Herman Cain's candidacy is under deadly fire. Rick Perry fell apart.
Michele Bachmann flamed out.
Could this be Jon Huntsman's moment to rise in the topsy-turvy Republican race for president? Or how about Newt Gingrich? Republican strategists and opinion leaders are starting to give both a second look as Cain fends off a string of sex-harassment charges.
Huntsman, in Florida Monday and Tuesday for fundraisers and Spanish-language media interviews, said he's sensing more momentum for a campaign that has languished in the single digits in public-opinion polls.
"I've been getting whiplash watching everybody rise and fall," Huntsman said Tuesday in Miami. "I think without question people are giving a second look."
They'll soon see a lot more of the former Utah governor and former ambassador to China and Singapore.

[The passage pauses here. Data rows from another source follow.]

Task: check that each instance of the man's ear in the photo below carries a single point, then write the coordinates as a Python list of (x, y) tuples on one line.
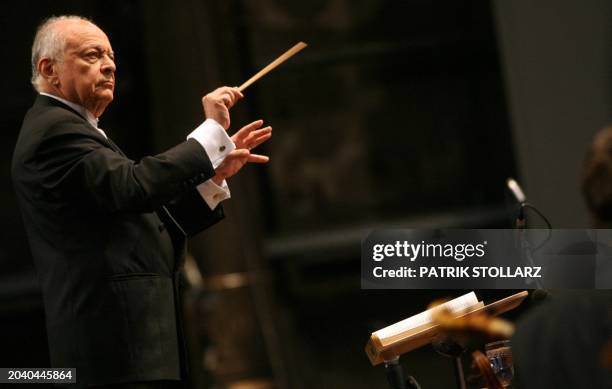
[(48, 70)]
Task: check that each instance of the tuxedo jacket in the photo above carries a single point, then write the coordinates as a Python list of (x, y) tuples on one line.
[(108, 235)]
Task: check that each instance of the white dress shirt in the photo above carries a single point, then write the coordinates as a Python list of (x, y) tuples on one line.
[(210, 134)]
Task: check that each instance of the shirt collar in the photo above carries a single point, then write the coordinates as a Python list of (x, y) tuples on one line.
[(91, 119)]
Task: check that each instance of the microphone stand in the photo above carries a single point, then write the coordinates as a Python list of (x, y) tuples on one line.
[(450, 347), (395, 376), (525, 246)]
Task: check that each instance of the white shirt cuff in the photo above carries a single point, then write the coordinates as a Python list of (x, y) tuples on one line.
[(213, 137), (212, 193)]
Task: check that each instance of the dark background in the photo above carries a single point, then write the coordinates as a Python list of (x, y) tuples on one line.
[(398, 114)]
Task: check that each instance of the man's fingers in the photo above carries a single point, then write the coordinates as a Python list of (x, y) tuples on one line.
[(245, 131), (256, 158), (255, 135)]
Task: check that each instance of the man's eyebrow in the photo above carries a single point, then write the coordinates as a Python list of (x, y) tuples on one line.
[(98, 48)]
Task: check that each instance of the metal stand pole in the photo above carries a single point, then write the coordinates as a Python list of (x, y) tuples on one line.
[(395, 374)]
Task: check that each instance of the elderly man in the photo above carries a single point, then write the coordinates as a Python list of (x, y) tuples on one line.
[(108, 234)]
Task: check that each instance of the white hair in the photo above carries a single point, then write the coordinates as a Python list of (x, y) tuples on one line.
[(49, 42)]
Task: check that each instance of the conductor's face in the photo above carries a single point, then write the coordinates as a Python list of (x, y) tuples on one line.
[(86, 74)]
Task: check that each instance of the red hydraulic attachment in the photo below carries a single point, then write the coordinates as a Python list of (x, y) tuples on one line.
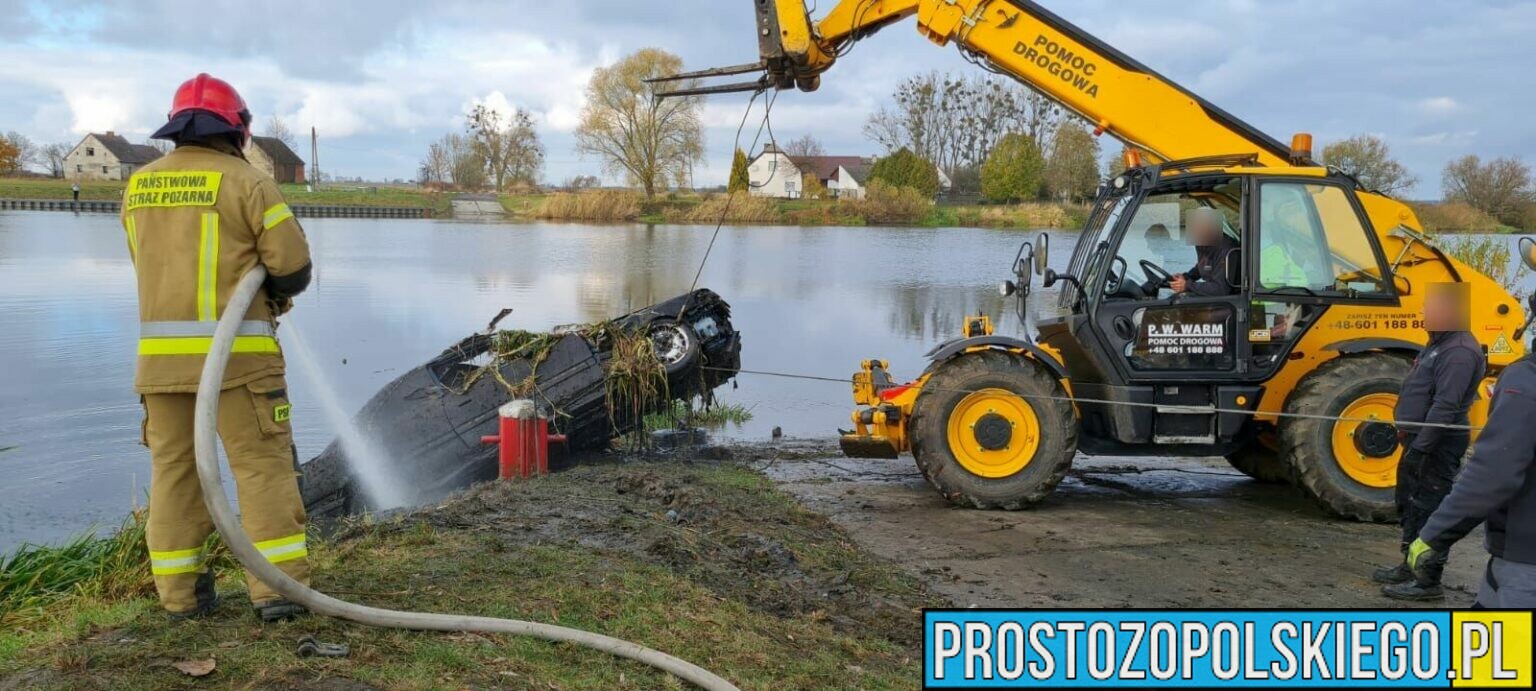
[(524, 441)]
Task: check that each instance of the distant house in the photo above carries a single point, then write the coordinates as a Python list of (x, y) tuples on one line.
[(850, 181), (774, 174), (777, 174), (106, 157), (272, 157)]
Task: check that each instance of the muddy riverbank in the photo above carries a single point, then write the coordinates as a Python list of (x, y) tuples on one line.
[(1177, 533)]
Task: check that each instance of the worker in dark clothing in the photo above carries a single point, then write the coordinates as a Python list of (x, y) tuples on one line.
[(1212, 246), (1496, 487), (1438, 392)]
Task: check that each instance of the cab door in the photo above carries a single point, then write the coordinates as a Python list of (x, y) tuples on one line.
[(1314, 249), (1152, 333)]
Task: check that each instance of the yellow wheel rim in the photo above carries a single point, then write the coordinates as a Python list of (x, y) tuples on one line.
[(994, 433), (1370, 470)]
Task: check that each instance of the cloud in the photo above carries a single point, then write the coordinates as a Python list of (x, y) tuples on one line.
[(1440, 106), (381, 79)]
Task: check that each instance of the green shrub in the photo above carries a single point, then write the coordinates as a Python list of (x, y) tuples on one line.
[(891, 204), (1014, 171), (1487, 254), (907, 169)]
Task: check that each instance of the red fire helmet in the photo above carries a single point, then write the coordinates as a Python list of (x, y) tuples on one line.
[(215, 95)]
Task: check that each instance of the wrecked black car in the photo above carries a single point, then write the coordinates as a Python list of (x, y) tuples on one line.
[(595, 383)]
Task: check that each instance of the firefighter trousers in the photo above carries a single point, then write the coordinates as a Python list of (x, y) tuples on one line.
[(258, 443)]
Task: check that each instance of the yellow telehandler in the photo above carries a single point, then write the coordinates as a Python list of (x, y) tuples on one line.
[(1292, 373)]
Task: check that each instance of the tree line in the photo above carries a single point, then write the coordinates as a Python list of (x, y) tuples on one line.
[(1501, 189), (653, 145), (991, 135)]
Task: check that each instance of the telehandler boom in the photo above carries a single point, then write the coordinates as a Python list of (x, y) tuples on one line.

Along with his three daughters, Huntsman is scheduled to appear this week on Sean Hannity's Fox News show, and he said he might make a cameo this month on Saturday Night Live. He also garnered a little buzz in political circles Tuesday for his new web ad, "Scared Mittless," that jokingly chides Mitt Romney for limiting his appearances with the news media.
Perhaps the most important person to pay attention to Huntsman is Erick Erickson, a CNN contributor and conservative commentator with the influential RedState blog.
"I'm starting to think I need to walk it back on my rejection of Jon Huntsman," Erickson wrote at the tail-end of a lengthy analysis titled "Mitt Romney as the Nominee: Conservatism Dies and Barack Obama Wins."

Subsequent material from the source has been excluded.